Mr Trump left Israel off his schedule, although he wants Israeli prime minister Binyamin Netanyahu to agree to a new ceasefire deal in the 19-month-old Gaza war.
Israel’s military operations against Hamas in Gaza and Hizbullah in Lebanon, and its assassinations of the two Iran-allied groups’ leaders, have at the same time given Mr Trump more leverage by weakening Tehran and its regional allies.
US and Iranian negotiators met in Oman over the weekend to discuss a potential deal to curb Tehran’s nuclear programme. Mr Trump has threatened military action against Iran if diplomacy fails.
Mr Trump told the investment forum he wants to offer Iran a new and better path towards a more helpful future. If no new nuclear deal is reached, he said, Tehran will face maximum pressure.
Trump’s Middle East envoy, Steve Witkoff, said last week he expected progress imminently on expanding accords brokered by Mr Trump in his 2017-21 first term, under which Arab states including the United Arab Emirates, Bahrain and Morocco recognised Israel.
Mr Trump said it was his “fervent hope” that Saudi Arabia would soon sign its own normalisation agreement with Israel, adding: “But you’ll do it in your own time.”
Mr Netanyahu’s opposition to a permanent stop to the war in Gaza or to the creation of a Palestinian state makes progress on similar talks with the Saudis unlikely, sources told Reuters.
Mr Trump also said he would order the lifting of sanctions on Syria at the behest of the crown prince, in a huge boost for interim Syrian president Ahmed al-Sharaa as he seeks to stabilise a country shattered by war. The US imposed sanctions on Syria during the rule of Bashar al-Assad, and had kept them in place since he was toppled from power in December after more than 13 years of war.
The US president also said he would send secretary of state Marco Rubio to Istanbul for talks on the war in Ukraine on Thursday.
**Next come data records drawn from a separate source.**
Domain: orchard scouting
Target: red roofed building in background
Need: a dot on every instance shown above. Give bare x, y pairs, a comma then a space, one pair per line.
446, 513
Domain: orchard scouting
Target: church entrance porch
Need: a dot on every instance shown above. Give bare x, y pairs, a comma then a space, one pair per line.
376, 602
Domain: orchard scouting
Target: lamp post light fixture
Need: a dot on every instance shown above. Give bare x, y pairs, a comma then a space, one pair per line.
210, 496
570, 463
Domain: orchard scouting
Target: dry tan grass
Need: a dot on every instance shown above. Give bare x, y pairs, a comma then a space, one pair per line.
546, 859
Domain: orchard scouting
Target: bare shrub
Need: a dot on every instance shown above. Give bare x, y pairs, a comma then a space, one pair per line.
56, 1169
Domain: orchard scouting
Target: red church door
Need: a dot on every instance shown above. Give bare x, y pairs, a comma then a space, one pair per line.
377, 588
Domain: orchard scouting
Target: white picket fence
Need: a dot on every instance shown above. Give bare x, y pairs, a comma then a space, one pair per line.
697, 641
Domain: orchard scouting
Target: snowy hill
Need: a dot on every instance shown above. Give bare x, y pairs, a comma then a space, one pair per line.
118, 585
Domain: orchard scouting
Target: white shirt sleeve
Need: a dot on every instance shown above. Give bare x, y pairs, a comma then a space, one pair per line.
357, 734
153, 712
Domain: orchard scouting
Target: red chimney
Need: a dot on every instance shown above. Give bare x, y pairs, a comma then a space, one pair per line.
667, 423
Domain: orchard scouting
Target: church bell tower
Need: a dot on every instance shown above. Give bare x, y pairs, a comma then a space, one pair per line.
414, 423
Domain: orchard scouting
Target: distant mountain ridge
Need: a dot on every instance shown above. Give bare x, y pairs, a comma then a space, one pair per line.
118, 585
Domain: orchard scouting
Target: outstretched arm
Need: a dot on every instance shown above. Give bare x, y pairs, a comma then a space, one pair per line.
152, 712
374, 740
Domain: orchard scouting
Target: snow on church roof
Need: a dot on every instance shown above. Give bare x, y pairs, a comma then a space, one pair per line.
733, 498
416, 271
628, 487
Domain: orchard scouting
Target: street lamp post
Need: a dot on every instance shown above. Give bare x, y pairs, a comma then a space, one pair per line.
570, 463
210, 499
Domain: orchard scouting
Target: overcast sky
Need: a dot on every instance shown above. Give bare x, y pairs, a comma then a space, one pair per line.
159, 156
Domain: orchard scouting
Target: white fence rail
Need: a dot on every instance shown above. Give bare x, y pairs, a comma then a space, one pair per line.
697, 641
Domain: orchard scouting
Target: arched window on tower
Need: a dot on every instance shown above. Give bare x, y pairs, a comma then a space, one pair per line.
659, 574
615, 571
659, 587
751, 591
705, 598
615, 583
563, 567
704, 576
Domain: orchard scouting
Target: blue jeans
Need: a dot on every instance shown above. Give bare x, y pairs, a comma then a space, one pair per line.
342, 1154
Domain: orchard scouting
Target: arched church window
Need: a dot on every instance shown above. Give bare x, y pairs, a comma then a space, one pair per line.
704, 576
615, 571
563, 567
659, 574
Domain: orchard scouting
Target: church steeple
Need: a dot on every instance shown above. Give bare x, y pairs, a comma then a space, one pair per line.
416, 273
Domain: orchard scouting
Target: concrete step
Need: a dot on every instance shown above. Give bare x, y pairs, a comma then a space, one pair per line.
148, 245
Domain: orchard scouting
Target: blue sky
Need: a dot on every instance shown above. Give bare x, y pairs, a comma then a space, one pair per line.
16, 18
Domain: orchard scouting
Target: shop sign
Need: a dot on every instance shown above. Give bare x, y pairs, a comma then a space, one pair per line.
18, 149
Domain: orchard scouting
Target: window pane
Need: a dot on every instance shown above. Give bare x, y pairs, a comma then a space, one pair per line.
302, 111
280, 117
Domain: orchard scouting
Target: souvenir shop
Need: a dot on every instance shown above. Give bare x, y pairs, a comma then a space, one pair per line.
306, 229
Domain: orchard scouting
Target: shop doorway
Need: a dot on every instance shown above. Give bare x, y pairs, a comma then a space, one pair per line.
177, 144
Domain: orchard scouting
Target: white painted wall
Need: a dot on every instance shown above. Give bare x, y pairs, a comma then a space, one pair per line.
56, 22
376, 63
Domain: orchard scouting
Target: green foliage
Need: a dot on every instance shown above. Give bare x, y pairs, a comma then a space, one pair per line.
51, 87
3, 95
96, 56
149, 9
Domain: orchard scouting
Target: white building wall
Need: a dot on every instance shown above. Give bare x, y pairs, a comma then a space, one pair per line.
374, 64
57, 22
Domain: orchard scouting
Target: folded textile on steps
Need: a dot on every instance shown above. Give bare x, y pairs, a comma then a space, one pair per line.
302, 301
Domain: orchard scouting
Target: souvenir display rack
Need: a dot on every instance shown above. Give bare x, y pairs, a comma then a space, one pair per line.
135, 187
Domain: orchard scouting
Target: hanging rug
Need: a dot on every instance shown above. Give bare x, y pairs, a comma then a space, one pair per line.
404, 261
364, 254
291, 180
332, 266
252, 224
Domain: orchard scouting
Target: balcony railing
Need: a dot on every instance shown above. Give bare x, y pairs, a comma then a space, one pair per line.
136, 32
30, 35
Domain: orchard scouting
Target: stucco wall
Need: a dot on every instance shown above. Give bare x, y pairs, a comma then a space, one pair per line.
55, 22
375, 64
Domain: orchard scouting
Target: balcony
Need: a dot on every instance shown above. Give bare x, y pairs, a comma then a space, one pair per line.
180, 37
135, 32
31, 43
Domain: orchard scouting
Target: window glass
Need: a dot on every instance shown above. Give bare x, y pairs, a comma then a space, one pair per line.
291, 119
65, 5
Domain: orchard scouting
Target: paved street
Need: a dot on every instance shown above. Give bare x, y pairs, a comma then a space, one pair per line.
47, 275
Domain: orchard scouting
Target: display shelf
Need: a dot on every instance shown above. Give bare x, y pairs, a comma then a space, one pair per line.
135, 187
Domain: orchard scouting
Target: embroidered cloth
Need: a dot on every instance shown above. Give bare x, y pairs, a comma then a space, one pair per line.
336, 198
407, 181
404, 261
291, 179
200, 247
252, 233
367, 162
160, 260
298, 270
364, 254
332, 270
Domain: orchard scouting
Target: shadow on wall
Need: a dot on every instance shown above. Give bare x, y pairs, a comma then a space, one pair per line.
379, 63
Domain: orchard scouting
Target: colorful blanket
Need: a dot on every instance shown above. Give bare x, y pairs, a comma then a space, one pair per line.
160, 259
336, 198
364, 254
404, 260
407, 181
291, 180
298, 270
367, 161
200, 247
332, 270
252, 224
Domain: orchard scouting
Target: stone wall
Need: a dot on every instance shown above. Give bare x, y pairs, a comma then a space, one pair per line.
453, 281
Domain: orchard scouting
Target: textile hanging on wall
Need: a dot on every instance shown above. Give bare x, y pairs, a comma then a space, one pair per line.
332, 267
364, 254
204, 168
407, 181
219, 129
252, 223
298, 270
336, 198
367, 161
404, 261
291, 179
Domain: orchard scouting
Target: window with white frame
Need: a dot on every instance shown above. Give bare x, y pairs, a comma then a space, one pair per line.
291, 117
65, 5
Ukrainian president Volodymyr Zelenskiy said on Tuesday he would attend only if Russian president Vladimir Putin – who suggested the talks – is also there. The Kremlin has yet to say whether Mr Putin will take part.
Mr Trump is also sending Mr Witkoff and Keith Kellogg, three sources familiar with the plans said. Mr Kellogg earlier said that Mr Trump will show up in Istanbul if Mr Putin attends the talks.